MUSCAT: The value of Indian rupee against the Omani rial has drastically fallen, with the exchange rate of OMR1 reaching INR217.60 on Monday.
This fall in the value of INR has pushed several Indian expats to send more money back home.
R. Madhusoodanan, a financial expert based in Muscat, said that the Indian rupee tanked on Monday due to heavy sell off in the Indian stock market by foreign funds, weak employment data released in the US on last Friday and the geopolitical issues in the Middle East. “The rupee closed at a record low of 83.8450 against USD. Heavy sell off happened in global equities as well due to worries of a likely US recession. The Japanese Nikkie market, Nikkie dropped by 12%, the highest in the recent past,” he said.
He also said RBI’s intervention mitigated further downfall of Indian rupee. “India holds a forex reserve of $650 billion which gives comfort to RBI against a big downfall.
The outlook for the INR is range bound in the short term horizon but largely depends on the outcome of the US Fed meeting being held today, key Chinese data and the RBI monetary review happening from 6th of August 2024,” he said.
He also said Bangladeshi Taka(BDT) is also depreciating against the US dollar due to high demand for dollars for settling import payment obligations.
“The BDT rate fixed by the Government for the last 2 months was 118 against $. However, of late, banks are seen offering higher rates. BDT rate is likely to weaken further, at least temporarily, owing to the current political situation in Bangladesh,” he added.
On Monday, exchange houses in Oman were offering 309 Bangladeshi Taka against one Omani rial.

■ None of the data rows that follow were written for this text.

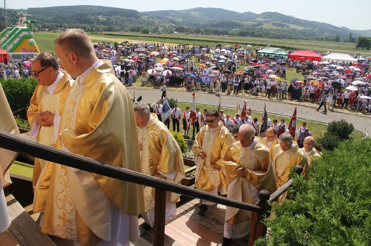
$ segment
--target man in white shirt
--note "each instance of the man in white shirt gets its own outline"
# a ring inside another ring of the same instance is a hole
[[[173,131],[175,132],[175,125],[177,125],[177,132],[179,132],[179,123],[182,119],[182,111],[178,107],[178,104],[174,104],[174,108],[172,109],[173,114]],[[197,115],[197,114],[196,114]]]
[[[236,113],[234,115],[234,117],[232,118],[232,121],[233,122],[232,125],[233,126],[242,124],[242,120],[239,117],[239,113]]]
[[[155,105],[155,113],[156,113],[156,115],[157,115],[158,120],[162,122],[162,119],[161,117],[161,112],[162,112],[162,105],[161,104],[161,101],[158,100],[157,101],[157,104]]]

He also said that usually blue collar workers try to take full advantage of the spike in exchange rate and send more money home during this time. “So, there is usually a marginal increase in remittances during this stretch,” he remarked.
Rupee hits all-time low
The Indian rupee depreciated versus the US dollar on Monday to touch its all-time low, tracking global heavy selling in stock markets, over risks that the US may potentially slip into recession.

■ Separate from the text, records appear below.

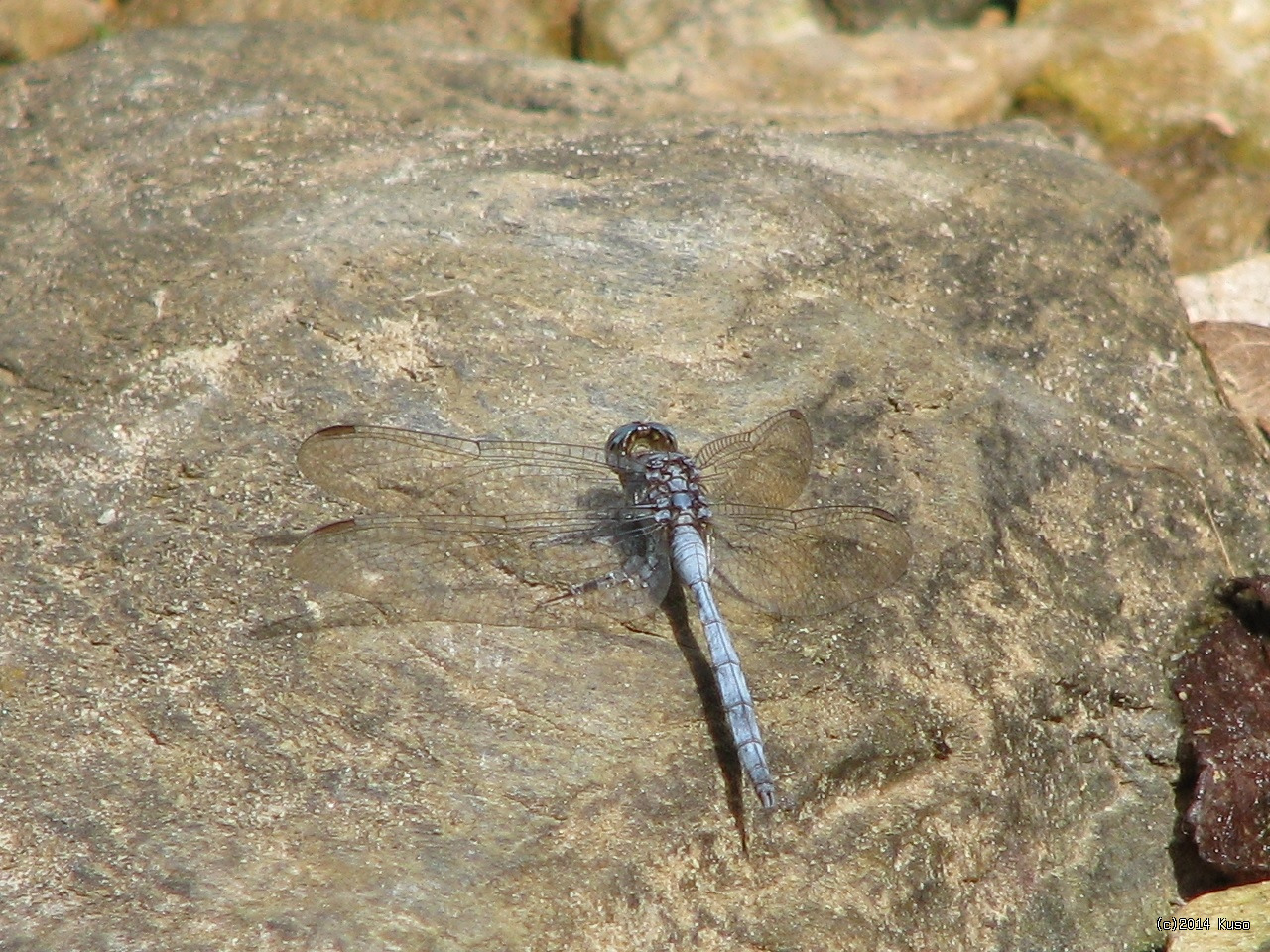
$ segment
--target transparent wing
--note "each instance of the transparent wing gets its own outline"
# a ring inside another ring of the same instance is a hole
[[[621,503],[603,451],[564,443],[331,426],[306,439],[296,462],[326,491],[389,513],[481,515]]]
[[[799,410],[782,410],[747,433],[706,443],[696,454],[711,503],[786,506],[812,468],[812,430]]]
[[[885,509],[823,505],[714,510],[715,576],[762,611],[837,612],[904,574],[913,545]]]
[[[301,578],[419,617],[544,627],[626,621],[665,597],[663,536],[575,518],[370,515],[309,533],[291,556]],[[589,619],[589,623],[588,623]]]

At 12.18 pm on Monday, the Rupee traded at 83.85 versus Friday’s closing of 83.75. It opened at 83.78, surpassing the previous lifetime low of 83.7525 from Friday.

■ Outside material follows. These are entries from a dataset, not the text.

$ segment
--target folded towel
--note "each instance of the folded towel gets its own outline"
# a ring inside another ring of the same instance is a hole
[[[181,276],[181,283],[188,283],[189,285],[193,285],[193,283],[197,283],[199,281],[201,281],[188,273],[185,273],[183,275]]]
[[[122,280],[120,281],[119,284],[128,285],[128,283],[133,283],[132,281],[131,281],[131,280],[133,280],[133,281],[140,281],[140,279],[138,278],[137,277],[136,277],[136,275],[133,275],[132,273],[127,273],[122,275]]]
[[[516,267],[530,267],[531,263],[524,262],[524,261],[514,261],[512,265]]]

Analysts say that the Rupee’s fall is in line with the weakness in the global market, US recession fears, and add to it the geopolitical tensions.
“U.S. recession concerns led to worries about foreign outflows from India and emerging markets,” said Mumbai-based Ajay Kedia of financial services firm Kedia Advisory.
“The fall is attributed to concerns over a potential U.S. recession, which has spurred worries about foreign outflows from India and other emerging markets. The selloff in U.S. and Asian equities, following a disappointing U.S. jobs report, has intensified these concerns, causing significant market jitters,” Kedia said in a report.
The weak U.S. jobs report released on Friday showed that the economy added only 114,000 jobs in July, significantly below market expectations of a 175,000 increase. Additionally, the unemployment rate unexpectedly jumped to a high of 4.3 per cent, and wage growth slowed more than anticipated.
Kedia said the Reserve Bank of India might allow USD/INR to move higher to 83.90. He sees support at 83.45, and resistance at 83.95; and breaking 83.95 could push it to 84.10/84.20.
Jamal Mecklai, a veteran in the financial market, said, “US recession fears, equity market collapse would create a risk-off sentiment. Equity decline could be quite serious and could last for a long time. So the rupee will naturally take some pressure.”
In 2022-23, the Indian Rupee was in the news cycle for a considerable part, though not for good reasons.
Monetary policy
Monetary policy tightening by various central banks to contain inflation, the war in Ukraine leading to price rise for crude oil and subsequent realignment in the global energy supply chain, and strengthening of the US dollar index kept the Indian currency under pressure.
Since then, the rupee has been off the news cycle, as it traded largely steady months thereafter.
In 2022, the Rupee depreciated over 11 per cent on a cumulative basis, data showed. It breached the 83-mark against the US dollar in mid-October, to hit an all-time low.